Is your wife buying too many shoes? Cut her feet off. There, done.
I covered my gf with dough and raisins and put her in the oven to annoy her. Hell hath no fury like a woman sconed
How old people make use of canes:
10% walking.
90% shaking & waving at whippersnappers.
My kid brought home a school fundraiser packet in case anyone wants a $43 roll of wrapping paper or an $80 candle.
me: sorry but i just can’t sugarcoat this
my boss at Kellogg:’s: you’re fired
Look on the bright side, parents. At least you have an excuse not to take your kid to Chuck E. Cheese’s now.
I only put healthy stuff in my kid’s lunchbox so the teacher doesn’t judge me.
Jesus: my child, when there was only one set of footprints, Fred Flintstone was driving.
My iPhone won’t even recognize my fingerprint unless it’s got crumbs on it.
Tonight: softball
Tomorrow: Advil
Our tree caught on fire we threw it outside and the dog dragged it back into the House
*cuts up plastic rings so no hypothetical animal will choke on them*
*will not hold the elevator for a single person, ever*
Interviewer: This isn’t a glamorous position.
Me: I understand. I’m willing to do anything.I: We expect you to arrive before sunrise.
Me: No problem.I: Carry 50lb bags of grain.
Me: I’m your girl.I: Muck the stalls.
Me: Of course.I: Answer the phone —
Me: I’m out.
My husband thinks he can just order me around like he’s one of the cats.
My wife must have some big surprise vacation planned.
She left a note by the bed telling me I had until tomorrow to have my bags packed.
Obama’s gonna take all your decorative soaps.
“Ah yes, well, the laws of quantum mechanics” is what I’m going to start saying, very pretentiously, when someone says something I don’t understand.
I just saw some idiot at the gym put a water bottle in the pringles holder on the treadmill
[Being buried alive]
Guess I’m really living on…
*I knock-knock on coffin lid*
…burrowed time
Gravediggers: this is why
Friend: Wanna go for a run?
Me: From what?
she is beauty, she is grace
she crams french fries in her face
this isn’t my first rodeo
– what my 5yr old just yelled as he wrote “rodeo” for the 2nd time
When do I get to find my nice Canadian girl to settle down with and have flannel babies?
[describing criminal]
“Blond hair and brown eyes and…uh…what’s with the green paint?”
BOB ROSS: There’s always room for a happy little tree.

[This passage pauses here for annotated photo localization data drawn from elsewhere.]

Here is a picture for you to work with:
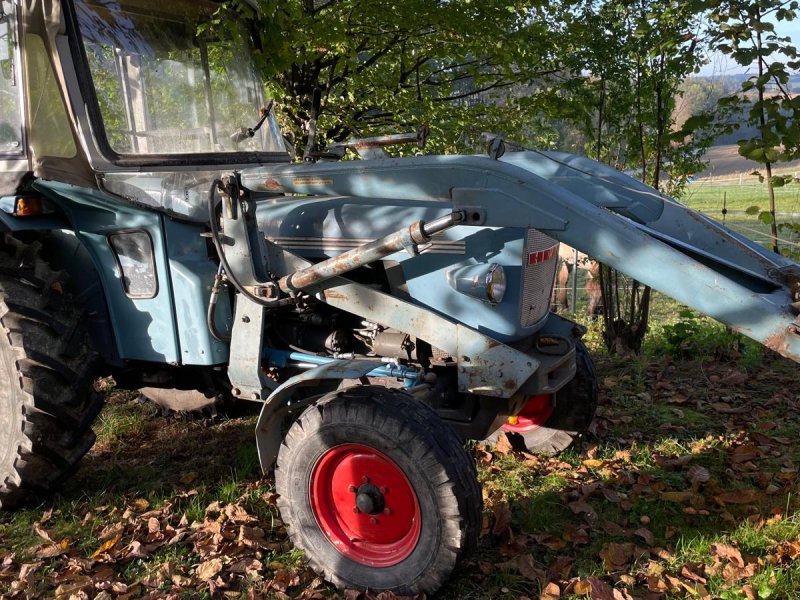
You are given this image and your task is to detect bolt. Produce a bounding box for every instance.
[232,388,241,396]
[379,486,388,494]
[370,517,379,525]
[353,507,361,514]
[251,392,260,400]
[384,507,392,515]
[242,315,250,323]
[348,485,357,493]
[362,476,370,483]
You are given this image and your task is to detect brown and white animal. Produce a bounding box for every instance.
[553,245,603,317]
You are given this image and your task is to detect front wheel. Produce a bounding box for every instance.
[275,385,481,595]
[493,339,598,455]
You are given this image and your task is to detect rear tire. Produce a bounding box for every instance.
[275,385,481,595]
[0,237,100,508]
[493,339,597,455]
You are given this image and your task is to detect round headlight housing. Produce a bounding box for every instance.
[446,262,507,305]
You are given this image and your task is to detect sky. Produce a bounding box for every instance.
[698,18,800,76]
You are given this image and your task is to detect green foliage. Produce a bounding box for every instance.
[647,308,763,367]
[708,0,800,252]
[239,0,565,154]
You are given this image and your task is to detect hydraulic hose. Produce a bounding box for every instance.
[207,263,231,343]
[207,179,295,311]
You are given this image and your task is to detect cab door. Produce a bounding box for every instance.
[0,0,28,195]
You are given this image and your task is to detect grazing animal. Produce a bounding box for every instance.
[554,245,603,317]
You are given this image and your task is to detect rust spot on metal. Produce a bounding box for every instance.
[264,178,283,191]
[764,331,790,353]
[323,290,348,301]
[503,378,517,391]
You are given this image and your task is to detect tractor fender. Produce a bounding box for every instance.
[255,359,386,473]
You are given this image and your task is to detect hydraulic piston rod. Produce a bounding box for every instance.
[278,211,465,293]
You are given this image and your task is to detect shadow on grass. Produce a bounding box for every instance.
[3,351,799,600]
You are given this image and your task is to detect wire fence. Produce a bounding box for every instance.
[552,180,800,315]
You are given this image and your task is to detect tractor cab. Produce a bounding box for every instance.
[1,0,287,219]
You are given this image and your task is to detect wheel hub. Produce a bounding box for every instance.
[355,482,385,515]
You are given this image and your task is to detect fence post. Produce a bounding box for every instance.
[571,248,578,313]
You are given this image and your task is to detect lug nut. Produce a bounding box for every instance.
[379,486,388,494]
[348,485,357,493]
[362,476,370,483]
[353,507,361,514]
[370,517,379,524]
[384,507,392,515]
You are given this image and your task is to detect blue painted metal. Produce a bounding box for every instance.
[162,219,230,365]
[263,347,421,387]
[32,180,182,364]
[0,196,71,231]
[228,298,273,399]
[255,359,390,471]
[255,198,542,342]
[262,240,538,398]
[240,151,800,363]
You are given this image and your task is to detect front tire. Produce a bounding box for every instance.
[0,238,100,508]
[494,339,598,455]
[275,385,481,595]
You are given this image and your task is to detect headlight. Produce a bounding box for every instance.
[108,231,158,298]
[446,263,507,305]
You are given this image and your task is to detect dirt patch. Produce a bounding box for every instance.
[696,144,800,181]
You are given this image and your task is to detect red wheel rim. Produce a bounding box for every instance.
[502,394,554,433]
[310,443,421,567]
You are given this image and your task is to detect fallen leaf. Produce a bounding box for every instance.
[660,491,693,503]
[689,466,711,487]
[130,498,150,512]
[492,502,512,536]
[714,489,762,505]
[197,558,223,581]
[540,581,560,599]
[91,534,121,559]
[494,432,513,455]
[574,579,592,596]
[568,500,595,516]
[547,555,575,580]
[634,527,654,546]
[34,539,69,559]
[599,542,633,571]
[516,554,544,581]
[711,543,745,568]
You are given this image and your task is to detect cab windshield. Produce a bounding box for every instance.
[75,0,284,156]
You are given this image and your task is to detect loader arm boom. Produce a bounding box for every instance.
[240,151,800,362]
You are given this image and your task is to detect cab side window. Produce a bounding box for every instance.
[0,2,23,154]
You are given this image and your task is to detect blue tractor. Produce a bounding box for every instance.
[3,0,800,594]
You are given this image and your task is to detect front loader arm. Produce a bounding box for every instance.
[240,151,800,363]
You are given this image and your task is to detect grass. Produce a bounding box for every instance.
[681,181,800,214]
[1,311,799,599]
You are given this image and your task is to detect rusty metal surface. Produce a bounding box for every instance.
[268,240,539,397]
[277,213,461,293]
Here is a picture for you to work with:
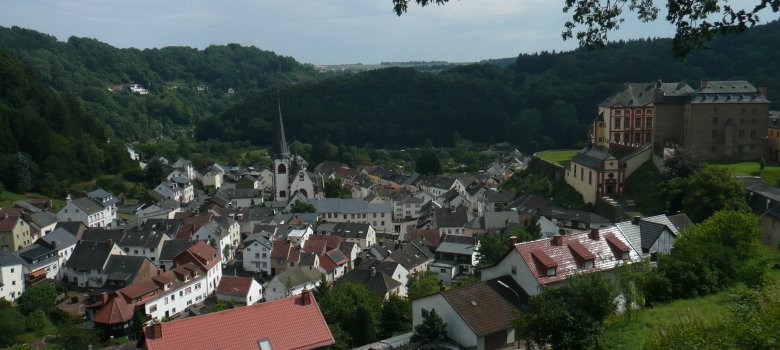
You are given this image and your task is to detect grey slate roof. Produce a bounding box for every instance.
[389,241,433,270]
[40,228,78,248]
[436,235,476,256]
[273,267,322,289]
[159,240,195,262]
[29,211,57,228]
[571,147,612,170]
[104,255,149,283]
[82,228,127,244]
[538,206,610,226]
[243,233,272,249]
[337,268,402,298]
[600,82,694,107]
[667,213,694,232]
[690,81,770,104]
[331,222,372,239]
[310,198,391,214]
[66,241,114,271]
[72,197,106,215]
[0,251,23,267]
[639,220,669,251]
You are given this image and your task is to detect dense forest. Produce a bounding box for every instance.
[207,20,780,151]
[0,26,321,140]
[0,49,136,195]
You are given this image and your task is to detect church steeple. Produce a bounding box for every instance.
[273,96,290,157]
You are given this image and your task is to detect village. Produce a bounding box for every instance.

[commercial for kinder eggs]
are you tired of mean eggs
was listening to the very hungry caterpillar audiobook in my car and accidentally spent $174.09 at the drive-thru
[Bath & Body Works]
Me: I need a bottle of body lotion for my wife.
Clerk: These are Buy 3 Get 1 Free.
Me: I just need this one here.
Clerk: That’s not Buy 3 Get 1 but it IS Buy 1 Get 2 and if you buy this it’s Buy 2 Get 3 Free.
Me [leaving with 300 bottles]: how did this happen
People who argue in public, would it kill you to enunciate and give a little backstory?
I inform my 4 year old that she’s going to a friend’s house 5 minutes before we leave so she only asks me when we’re going 6000 times.